Composite analysis can scare people away with all the technical jargon associated with it, but it doesn’t have to be as complicated as some make it out to be. CT scanning services have been around for a while and there is a lot of interesting information regarding a wide range of topics. X-rays, fiber analysis, industrial CT scanning inspection, laser equipment, and 3D imagining frequently generate confusion among users, so let’s try to help:
CT Scanning: FAQs
- What is CT? — CT stands for computerized tomography, which is the process of transferring a 2D image of something through a 3D object by using X-ray images to convert them into pictures on a monitor.
- How Long Has CT Scanning Been Around?— The technology was first invented in 1972 by a British engineer and a South African physicist. Both inventors were awarded the Nobel Peace Price for their contributions to the medical and scientific fields. The first CT scanner was installed in 1974. It originally only worked with head imagining, but that changed after the first year or two. Now there are 30,000 CT scanners worldwide.
- How Has the Technology Evolved? — Industrial CT scanning inspection has been improving rapidly. Just a few years ago, a single CT slice would take hours to complete, now it takes only seconds.
- What Will The Future Bring? — Because of the rapid innovating in the CT scanning industry, we can now expect 3D metrology, rapid prototyping, 3D reverse engineering, and more.
- Is it Cost-Effective? — Because of industrial CT scanning inspection, customers are able to reduce their costs between 25% and 75% compared to existing technology.
- Does Size Matter? — No.
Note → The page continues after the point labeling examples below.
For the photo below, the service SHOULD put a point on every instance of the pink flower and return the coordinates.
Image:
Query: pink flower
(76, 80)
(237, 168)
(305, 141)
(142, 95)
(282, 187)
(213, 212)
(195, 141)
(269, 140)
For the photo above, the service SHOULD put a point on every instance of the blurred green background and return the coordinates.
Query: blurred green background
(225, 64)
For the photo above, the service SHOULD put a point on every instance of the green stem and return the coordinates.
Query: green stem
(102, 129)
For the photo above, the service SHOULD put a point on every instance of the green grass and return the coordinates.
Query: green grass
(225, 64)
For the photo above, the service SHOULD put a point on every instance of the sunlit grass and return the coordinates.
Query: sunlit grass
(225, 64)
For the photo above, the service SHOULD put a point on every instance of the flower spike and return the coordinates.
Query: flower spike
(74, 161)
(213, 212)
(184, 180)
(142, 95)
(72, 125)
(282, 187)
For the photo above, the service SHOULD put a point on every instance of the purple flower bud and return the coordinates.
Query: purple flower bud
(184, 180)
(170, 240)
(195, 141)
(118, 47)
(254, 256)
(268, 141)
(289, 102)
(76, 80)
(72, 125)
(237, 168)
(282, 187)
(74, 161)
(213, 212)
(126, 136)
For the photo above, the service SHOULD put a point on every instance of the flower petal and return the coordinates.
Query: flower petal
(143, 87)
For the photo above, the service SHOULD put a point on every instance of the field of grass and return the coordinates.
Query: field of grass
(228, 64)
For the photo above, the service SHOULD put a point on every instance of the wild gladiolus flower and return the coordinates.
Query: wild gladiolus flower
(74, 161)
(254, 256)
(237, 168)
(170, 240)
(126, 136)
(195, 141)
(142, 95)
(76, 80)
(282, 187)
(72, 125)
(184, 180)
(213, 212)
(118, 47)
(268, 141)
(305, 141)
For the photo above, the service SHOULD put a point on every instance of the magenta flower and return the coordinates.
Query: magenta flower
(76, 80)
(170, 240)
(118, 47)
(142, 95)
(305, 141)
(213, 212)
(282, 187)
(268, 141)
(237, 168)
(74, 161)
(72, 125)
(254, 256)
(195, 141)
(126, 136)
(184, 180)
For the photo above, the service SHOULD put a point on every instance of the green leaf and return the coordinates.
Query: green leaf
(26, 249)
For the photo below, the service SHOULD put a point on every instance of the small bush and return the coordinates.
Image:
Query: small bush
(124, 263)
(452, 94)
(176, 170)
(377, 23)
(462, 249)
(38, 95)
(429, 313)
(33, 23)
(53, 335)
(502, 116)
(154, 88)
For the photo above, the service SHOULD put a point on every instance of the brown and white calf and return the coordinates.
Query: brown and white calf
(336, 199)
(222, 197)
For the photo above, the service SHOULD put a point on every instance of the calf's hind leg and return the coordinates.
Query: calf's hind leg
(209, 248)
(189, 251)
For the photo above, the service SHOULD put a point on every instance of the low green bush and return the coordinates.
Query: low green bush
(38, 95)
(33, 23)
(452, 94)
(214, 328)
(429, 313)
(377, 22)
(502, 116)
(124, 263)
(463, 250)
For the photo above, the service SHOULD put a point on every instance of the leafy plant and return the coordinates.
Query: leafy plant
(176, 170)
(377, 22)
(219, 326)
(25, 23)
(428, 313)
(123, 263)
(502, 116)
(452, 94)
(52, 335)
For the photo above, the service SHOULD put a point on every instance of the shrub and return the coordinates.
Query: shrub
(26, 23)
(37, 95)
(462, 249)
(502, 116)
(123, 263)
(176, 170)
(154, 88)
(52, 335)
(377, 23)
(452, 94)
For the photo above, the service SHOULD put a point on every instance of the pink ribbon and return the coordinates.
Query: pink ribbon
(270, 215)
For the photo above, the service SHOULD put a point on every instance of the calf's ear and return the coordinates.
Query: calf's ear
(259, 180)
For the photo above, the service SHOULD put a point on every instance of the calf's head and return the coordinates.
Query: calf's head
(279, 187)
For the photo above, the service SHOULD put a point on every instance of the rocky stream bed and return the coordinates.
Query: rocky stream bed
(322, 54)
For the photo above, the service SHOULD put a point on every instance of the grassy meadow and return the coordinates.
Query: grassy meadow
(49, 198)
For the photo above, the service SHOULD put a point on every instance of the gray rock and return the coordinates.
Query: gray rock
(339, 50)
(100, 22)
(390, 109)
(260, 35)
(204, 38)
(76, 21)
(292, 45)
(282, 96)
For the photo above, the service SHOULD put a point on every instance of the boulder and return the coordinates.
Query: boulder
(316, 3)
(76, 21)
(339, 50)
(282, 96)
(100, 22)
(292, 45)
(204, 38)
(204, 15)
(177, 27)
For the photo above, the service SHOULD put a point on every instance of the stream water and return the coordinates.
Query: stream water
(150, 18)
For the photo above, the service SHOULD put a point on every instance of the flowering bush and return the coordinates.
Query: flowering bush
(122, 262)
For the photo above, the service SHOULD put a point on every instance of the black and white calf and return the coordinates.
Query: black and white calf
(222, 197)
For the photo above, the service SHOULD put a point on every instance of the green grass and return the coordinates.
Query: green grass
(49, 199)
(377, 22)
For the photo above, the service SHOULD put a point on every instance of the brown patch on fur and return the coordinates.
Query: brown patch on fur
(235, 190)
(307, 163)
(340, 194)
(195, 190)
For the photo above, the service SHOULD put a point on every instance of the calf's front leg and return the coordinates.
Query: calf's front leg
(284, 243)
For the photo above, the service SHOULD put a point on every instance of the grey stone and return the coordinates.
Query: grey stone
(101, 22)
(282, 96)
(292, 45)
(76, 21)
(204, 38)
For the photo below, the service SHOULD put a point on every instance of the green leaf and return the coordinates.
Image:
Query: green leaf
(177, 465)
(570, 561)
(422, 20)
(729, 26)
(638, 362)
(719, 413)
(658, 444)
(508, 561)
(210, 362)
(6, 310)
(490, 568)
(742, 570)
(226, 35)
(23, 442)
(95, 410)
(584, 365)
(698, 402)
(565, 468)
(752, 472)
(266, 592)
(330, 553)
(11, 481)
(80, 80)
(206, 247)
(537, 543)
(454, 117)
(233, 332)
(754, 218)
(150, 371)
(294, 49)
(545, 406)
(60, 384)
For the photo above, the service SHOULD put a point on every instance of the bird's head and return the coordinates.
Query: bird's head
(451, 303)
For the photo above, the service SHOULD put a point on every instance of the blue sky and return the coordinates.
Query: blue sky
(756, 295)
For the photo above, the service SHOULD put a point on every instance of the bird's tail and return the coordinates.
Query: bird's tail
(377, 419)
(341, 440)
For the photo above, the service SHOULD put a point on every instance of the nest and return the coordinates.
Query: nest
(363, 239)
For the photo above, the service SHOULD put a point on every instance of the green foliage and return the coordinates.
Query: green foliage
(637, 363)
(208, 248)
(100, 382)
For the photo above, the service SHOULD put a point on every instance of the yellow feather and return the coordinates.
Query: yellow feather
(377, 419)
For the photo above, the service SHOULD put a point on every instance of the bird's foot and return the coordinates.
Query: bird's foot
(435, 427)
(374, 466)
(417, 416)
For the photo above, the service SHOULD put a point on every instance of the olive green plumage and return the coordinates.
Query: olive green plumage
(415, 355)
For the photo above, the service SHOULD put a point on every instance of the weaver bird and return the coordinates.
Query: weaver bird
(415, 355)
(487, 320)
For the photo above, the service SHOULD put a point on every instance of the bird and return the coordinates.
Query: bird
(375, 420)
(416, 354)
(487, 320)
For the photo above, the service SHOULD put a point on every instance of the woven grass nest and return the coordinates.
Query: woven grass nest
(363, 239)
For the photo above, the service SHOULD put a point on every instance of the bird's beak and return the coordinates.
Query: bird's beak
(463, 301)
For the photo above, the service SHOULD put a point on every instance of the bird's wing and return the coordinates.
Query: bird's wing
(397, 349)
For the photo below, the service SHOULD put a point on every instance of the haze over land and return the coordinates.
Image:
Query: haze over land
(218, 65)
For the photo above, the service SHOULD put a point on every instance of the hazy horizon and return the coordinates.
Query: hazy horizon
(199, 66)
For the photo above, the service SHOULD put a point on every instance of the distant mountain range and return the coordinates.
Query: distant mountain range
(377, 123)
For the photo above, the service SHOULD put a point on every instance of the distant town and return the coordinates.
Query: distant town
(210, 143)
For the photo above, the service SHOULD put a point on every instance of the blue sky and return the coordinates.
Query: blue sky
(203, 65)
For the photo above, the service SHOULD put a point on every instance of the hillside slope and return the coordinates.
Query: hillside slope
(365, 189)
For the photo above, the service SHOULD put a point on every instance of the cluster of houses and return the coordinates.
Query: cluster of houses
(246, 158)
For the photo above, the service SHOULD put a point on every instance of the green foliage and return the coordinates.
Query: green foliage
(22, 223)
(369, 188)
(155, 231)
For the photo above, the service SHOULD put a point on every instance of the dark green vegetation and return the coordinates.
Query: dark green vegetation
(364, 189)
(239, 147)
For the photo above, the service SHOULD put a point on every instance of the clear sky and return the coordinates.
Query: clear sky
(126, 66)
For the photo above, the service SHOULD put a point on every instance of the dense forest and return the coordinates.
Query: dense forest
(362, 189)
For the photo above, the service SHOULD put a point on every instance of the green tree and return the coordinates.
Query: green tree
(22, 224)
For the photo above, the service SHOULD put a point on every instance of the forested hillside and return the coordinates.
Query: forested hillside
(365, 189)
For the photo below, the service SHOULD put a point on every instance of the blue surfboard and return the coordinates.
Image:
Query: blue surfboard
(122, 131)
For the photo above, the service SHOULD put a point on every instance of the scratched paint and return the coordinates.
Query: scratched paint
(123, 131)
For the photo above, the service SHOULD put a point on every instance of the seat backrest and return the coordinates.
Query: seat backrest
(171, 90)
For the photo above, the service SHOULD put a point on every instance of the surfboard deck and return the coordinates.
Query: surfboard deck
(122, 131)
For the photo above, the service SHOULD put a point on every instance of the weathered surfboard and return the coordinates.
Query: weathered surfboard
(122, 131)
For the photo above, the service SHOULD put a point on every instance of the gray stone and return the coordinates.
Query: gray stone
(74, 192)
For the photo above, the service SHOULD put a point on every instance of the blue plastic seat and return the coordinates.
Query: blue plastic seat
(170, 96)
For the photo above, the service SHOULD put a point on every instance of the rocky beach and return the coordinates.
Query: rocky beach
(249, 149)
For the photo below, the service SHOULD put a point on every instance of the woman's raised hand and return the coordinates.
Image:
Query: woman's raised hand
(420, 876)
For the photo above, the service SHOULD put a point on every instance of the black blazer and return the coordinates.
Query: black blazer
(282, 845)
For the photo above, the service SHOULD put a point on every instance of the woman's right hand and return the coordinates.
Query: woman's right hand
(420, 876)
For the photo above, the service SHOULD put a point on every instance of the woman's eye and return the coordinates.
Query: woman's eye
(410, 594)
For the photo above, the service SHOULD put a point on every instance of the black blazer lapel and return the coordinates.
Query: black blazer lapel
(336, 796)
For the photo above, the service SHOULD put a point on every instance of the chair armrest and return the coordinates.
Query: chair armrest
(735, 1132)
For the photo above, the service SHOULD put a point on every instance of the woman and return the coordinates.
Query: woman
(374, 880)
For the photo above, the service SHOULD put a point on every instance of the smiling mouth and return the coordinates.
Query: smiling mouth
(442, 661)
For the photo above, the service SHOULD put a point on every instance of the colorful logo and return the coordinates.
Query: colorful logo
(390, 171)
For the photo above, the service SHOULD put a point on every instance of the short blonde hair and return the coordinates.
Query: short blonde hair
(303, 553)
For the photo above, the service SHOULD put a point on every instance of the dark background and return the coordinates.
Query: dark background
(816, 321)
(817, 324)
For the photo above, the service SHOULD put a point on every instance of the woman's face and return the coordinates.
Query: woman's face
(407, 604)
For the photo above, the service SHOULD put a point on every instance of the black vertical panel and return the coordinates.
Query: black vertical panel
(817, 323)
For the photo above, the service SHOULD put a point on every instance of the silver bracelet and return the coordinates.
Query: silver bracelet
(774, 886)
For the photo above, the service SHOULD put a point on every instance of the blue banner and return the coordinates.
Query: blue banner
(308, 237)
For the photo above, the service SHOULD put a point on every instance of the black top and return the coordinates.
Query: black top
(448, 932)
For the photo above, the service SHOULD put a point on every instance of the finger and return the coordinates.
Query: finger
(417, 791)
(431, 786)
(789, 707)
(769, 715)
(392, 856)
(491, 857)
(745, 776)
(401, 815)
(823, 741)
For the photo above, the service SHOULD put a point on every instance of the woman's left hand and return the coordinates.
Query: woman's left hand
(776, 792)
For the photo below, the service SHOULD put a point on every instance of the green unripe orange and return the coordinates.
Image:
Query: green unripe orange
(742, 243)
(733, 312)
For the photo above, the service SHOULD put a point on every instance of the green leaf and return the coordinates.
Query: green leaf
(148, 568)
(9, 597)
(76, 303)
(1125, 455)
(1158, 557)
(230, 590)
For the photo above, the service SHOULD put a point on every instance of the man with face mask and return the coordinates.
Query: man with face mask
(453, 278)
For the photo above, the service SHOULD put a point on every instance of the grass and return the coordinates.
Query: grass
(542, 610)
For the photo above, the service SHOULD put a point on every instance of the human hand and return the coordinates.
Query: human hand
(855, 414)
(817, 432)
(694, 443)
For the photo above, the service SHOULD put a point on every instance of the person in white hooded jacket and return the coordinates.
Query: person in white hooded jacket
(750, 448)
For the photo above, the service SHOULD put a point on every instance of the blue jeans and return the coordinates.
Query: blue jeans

Parts can be digitally X-rayed ranging from .5mm in length to 660mm in diameter and 1m in length.
- How Fast Can X-Rays be Taken? — As fast as 30 FPS (frames per second.)
- Is There a Set Resolution Size? — The pixel size is related to spatial resolution which corresponds to 0.16mm.
- Are Micro-CT Scans Reliable? — Micro-CT scans are about 100 times better than CAT scans in the medial field. It focuses on the 3D image where the focus tube is only a few microns in size for maximum efficiency.
Hopefully these answered all your questions about CT and industrial CT scanning. If you have any other questions, please let us know in the comments section!